4 files changed, 40 insertions, 20 deletions

diff --git a/roles/etcd/tasks/main.yml b/roles/etcd/tasks/main.yml
index 17bec5352..b4ffc99e3 100644
--- a/roles/etcd/tasks/main.yml
+++ b/roles/etcd/tasks/main.yml
@@ -63,10 +63,17 @@
     path: "{{ etcd_data_dir }}"
     state: directory
     mode: 0700
+  when: etcd_is_containerized | bool
+
+- name: Ensure etcd datadir ownership for thirdparty datadir
+  file:
+    path: "{{ etcd_data_dir }}"
+    state: directory
+    mode: 0700
     owner: etcd
     group: etcd
     recurse: True
-  when: etcd_is_containerized | bool or etcd_is_thirdparty | bool
+  when: etcd_is_thirdparty | bool
 
   # TODO: Determine if the below reload would work here, for now just reload
 - name:
diff --git a/roles/openshift_hosted/tasks/registry/registry.yml b/roles/openshift_hosted/tasks/registry/registry.yml
index 39e7de230..d89ce855a 100644
--- a/roles/openshift_hosted/tasks/registry/registry.yml
+++ b/roles/openshift_hosted/tasks/registry/registry.yml
@@ -56,6 +56,13 @@
     openshift_hosted_registry_force:
     - False
 
+- name: oc adm policy add-cluster-role-to-user system:registry system:serviceaccount:default:registry
+  oc_adm_policy_user:
+    user: system:serviceaccount:default:registry
+    resource_kind: cluster-role
+    resource_name: system:registry
+    state: present
+
 - name: create the default registry service
   oc_service:
     namespace: "{{ openshift_hosted_registry_namespace }}"
@@ -65,7 +72,8 @@
       port: 5000
       protocol: TCP
       targetPort: 5000
-    selector: "{{ openshift_hosted_registry_selector }}"
+    selector:
+      docker-registry: default
     session_affinity: ClientIP
     service_type: ClusterIP
 
diff --git a/roles/openshift_logging/tasks/generate_pvcs.yaml b/roles/openshift_logging/tasks/generate_pvcs.yaml
index d782d621e..d6d1abd06 100644
--- a/roles/openshift_logging/tasks/generate_pvcs.yaml
+++ b/roles/openshift_logging/tasks/generate_pvcs.yaml
@@ -2,28 +2,28 @@
 - name: Init pool of PersistentVolumeClaim names
   set_fact: es_pvc_pool={{es_pvc_pool|default([]) + [pvc_name]}}
   vars:
-    pvc_name: "{{openshift_logging_es_pvc_prefix}}-{{item| int}}"

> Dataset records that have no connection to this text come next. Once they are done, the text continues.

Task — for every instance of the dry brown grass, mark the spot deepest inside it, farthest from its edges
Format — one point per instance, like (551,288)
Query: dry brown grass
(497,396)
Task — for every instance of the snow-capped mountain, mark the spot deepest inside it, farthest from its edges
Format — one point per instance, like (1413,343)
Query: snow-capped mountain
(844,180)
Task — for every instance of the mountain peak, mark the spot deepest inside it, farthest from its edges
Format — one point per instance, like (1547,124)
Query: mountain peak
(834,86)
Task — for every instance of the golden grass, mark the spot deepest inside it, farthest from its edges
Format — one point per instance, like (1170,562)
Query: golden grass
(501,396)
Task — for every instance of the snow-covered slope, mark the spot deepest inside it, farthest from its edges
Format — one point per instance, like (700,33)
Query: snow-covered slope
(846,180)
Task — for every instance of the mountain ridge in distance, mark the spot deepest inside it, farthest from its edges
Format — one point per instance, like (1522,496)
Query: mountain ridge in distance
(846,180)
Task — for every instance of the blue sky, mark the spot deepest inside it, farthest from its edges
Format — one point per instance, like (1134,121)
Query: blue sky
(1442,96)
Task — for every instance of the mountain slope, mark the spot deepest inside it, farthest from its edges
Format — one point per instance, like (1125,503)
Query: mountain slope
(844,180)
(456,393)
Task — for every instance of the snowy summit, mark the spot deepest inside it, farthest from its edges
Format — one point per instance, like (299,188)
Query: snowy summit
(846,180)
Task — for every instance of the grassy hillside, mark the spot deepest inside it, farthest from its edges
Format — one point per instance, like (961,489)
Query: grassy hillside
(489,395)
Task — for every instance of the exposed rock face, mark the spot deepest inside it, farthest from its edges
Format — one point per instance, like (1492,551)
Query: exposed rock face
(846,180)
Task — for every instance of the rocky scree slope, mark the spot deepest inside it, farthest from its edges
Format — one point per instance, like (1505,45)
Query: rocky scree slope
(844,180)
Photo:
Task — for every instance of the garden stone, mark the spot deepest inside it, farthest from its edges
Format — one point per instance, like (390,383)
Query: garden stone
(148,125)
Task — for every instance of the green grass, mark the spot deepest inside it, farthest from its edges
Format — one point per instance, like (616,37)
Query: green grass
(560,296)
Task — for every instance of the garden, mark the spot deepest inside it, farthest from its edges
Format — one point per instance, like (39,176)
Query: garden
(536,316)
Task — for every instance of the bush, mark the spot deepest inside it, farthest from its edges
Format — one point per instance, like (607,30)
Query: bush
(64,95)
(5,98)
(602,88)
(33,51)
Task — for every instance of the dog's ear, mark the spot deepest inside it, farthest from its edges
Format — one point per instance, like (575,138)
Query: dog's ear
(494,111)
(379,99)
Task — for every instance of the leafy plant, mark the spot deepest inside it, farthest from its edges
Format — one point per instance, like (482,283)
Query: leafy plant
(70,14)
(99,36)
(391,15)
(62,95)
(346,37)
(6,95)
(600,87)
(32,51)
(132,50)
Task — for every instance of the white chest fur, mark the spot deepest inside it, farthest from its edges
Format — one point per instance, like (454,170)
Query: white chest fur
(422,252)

-    start: "{{es_pvc_names | map('regex_search',openshift_logging_es_pvc_prefix+'.*')|select('string')|list|length}}"
-  with_sequence: start={{start}} end={{ (start|int > openshift_logging_es_cluster_size|int - 1) | ternary(start, openshift_logging_es_cluster_size|int - 1)}}
+    pvc_name: "{{es_pvc_prefix}}-{{item| int}}"
+    start: "{{es_pvc_names | map('regex_search', es_pvc_prefix+'.*')|select('string')|list|length}}"

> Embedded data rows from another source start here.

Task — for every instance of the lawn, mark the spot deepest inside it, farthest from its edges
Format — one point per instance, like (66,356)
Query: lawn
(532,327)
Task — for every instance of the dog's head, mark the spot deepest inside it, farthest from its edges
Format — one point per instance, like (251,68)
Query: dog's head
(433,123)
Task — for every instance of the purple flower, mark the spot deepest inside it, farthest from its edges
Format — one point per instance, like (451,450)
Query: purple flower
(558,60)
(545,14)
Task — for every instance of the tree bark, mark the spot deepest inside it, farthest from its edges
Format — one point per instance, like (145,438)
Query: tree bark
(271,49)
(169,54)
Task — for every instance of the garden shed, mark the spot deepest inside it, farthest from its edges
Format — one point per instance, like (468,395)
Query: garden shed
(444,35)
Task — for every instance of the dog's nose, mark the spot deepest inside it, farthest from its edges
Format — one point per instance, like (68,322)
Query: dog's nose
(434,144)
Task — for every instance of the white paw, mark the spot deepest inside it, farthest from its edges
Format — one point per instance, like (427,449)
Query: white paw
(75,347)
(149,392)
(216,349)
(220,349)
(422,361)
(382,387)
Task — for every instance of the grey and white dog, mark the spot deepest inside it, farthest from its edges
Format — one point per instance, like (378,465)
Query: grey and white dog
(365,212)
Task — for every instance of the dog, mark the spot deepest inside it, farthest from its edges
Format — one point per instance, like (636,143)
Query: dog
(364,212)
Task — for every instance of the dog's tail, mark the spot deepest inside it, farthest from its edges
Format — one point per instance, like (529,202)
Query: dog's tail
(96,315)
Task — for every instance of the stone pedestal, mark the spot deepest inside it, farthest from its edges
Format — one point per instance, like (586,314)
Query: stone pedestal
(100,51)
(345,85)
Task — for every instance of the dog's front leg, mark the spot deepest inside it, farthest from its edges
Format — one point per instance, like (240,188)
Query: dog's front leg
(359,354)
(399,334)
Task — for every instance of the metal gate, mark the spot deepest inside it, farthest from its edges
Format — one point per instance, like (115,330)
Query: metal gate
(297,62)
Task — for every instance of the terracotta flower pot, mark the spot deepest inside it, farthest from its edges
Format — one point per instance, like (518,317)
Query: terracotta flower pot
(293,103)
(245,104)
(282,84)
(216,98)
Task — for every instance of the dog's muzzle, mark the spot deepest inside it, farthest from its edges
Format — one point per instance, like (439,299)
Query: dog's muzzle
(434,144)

+  with_sequence: start={{start}} end={{ (start|int > es_cluster_size|int - 1) | ternary(start, es_cluster_size|int - 1)}}
   when:
-    - openshift_logging_es_pvc_size | search('^\d.*')

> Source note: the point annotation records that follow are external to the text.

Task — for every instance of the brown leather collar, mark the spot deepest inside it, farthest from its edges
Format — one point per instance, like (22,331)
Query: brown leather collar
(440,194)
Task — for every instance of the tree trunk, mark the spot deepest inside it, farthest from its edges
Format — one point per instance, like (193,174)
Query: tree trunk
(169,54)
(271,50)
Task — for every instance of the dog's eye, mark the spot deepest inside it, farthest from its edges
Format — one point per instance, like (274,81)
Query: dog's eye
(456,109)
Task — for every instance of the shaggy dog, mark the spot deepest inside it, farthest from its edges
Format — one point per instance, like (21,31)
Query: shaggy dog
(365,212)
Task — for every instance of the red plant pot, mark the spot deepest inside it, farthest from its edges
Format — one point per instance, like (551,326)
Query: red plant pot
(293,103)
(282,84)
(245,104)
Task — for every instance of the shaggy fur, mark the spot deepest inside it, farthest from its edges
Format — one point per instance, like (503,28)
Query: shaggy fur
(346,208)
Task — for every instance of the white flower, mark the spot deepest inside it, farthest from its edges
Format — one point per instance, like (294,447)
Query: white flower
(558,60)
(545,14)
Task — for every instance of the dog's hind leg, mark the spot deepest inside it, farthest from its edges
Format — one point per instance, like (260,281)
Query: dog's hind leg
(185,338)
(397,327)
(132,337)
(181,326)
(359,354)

-    - "{{ es_dc_names|default([]) | length < openshift_logging_es_cluster_size|int }}"
+    - es_pvc_size | search('^\d.*')
+    - "{{ es_dc_names|default([]) | length < es_cluster_size|int }}"
   check_mode: no
 
 - name: Generating PersistentVolumeClaims
   template: src=pvc.j2 dest={{mktemp.stdout}}/templates/logging-{{obj_name}}-pvc.yaml
   vars:
     obj_name: "{{claim_name}}"
-    size: "{{openshift_logging_es_pvc_size}}"
+    size: "{{es_pvc_size}}"
     access_modes:
       - ReadWriteOnce
-    pv_selector: "{{openshift_logging_es_pv_selector}}"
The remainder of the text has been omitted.